Christiane Vadnais, Faunes (SF)
Christiane Vadnais
Faunes
Québec, Alto, 2018, 137 p.
Le premier roman de Christiane Vadnais, Faunes, joue sur l’ambiguïté dès que nous posons les yeux sur sa page couverture. Annoncé comme un roman de genre, son titre réfère-t-il aux faunes mythologiques, créatures mi-homme, mi-chèvre ou alors aux faunes biologiques, composées de toutes les espèces animales ? Sa superbe page couverture, où figure un cerf aux bois fleuris, prolonge l’incertitude. Voulant en avoir le cœur net, nous ouvrons le livre…
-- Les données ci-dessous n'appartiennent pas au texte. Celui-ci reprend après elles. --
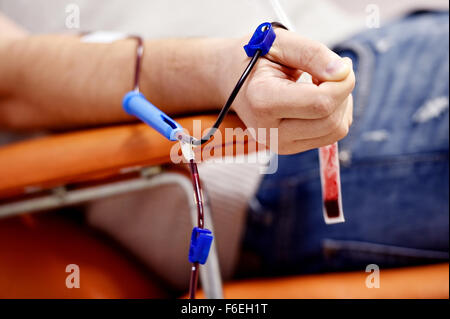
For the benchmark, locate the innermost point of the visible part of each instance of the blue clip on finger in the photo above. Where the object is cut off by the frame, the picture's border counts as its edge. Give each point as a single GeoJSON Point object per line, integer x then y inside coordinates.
{"type": "Point", "coordinates": [201, 241]}
{"type": "Point", "coordinates": [137, 105]}
{"type": "Point", "coordinates": [262, 40]}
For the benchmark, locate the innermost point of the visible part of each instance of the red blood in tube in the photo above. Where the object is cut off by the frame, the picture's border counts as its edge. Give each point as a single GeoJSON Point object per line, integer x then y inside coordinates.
{"type": "Point", "coordinates": [331, 187]}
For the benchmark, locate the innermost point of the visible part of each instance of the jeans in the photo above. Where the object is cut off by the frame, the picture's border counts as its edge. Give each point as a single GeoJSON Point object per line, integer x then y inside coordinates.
{"type": "Point", "coordinates": [394, 165]}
Quelques citations, puis une page toute noire où un texte blanc parle d’humains qui rêvent de combats d’animaux et nous annonce que, pour survivre, il faudra revenir à des temps plus sauvages. Ensuite, un titre en latin « Diluvium », inondation, puis l’histoire commence, croit-on, avec l’arrivée d’Agnès au spa de Shivering Heigths, menacé par la montée des eaux, où elle rencontre l’étrange Heather. Et juste au moment où nous croyons comprendre, avoir pris le rythme de cet étrange roman, voilà que le spa est englouti, un nouveau titre latin s’étale sur la page et nous nous retrouvons dans une communauté lacustre où Thomas tombe en amour avec Laura, l’étrangère. D’accord, nous ne sommes pas dans un roman, mais dans un recueil de nouvelles. Page noire, rêves d’animaux… Ou peut-être dans un recueil de prose poétique ou de poésie narrative ? Titre latin, Laura, dans le passé ou dans le futur, est désormais gardienne de zoo… Les fragments sont donc interreliés… Des images magnifiques surgissent du texte. Cette étrange jeune femme, dans la fosse aux lions, est-ce la Heather du premier récit ? Et qu’est-ce que c’est que cette histoire d’eau infestée de parasites ? Des parasites qui s’attaquent à toute la faune, toutes les faunes, sous les yeux de Laura, du poisson au lion… en passant, bien sûr, par l’homme.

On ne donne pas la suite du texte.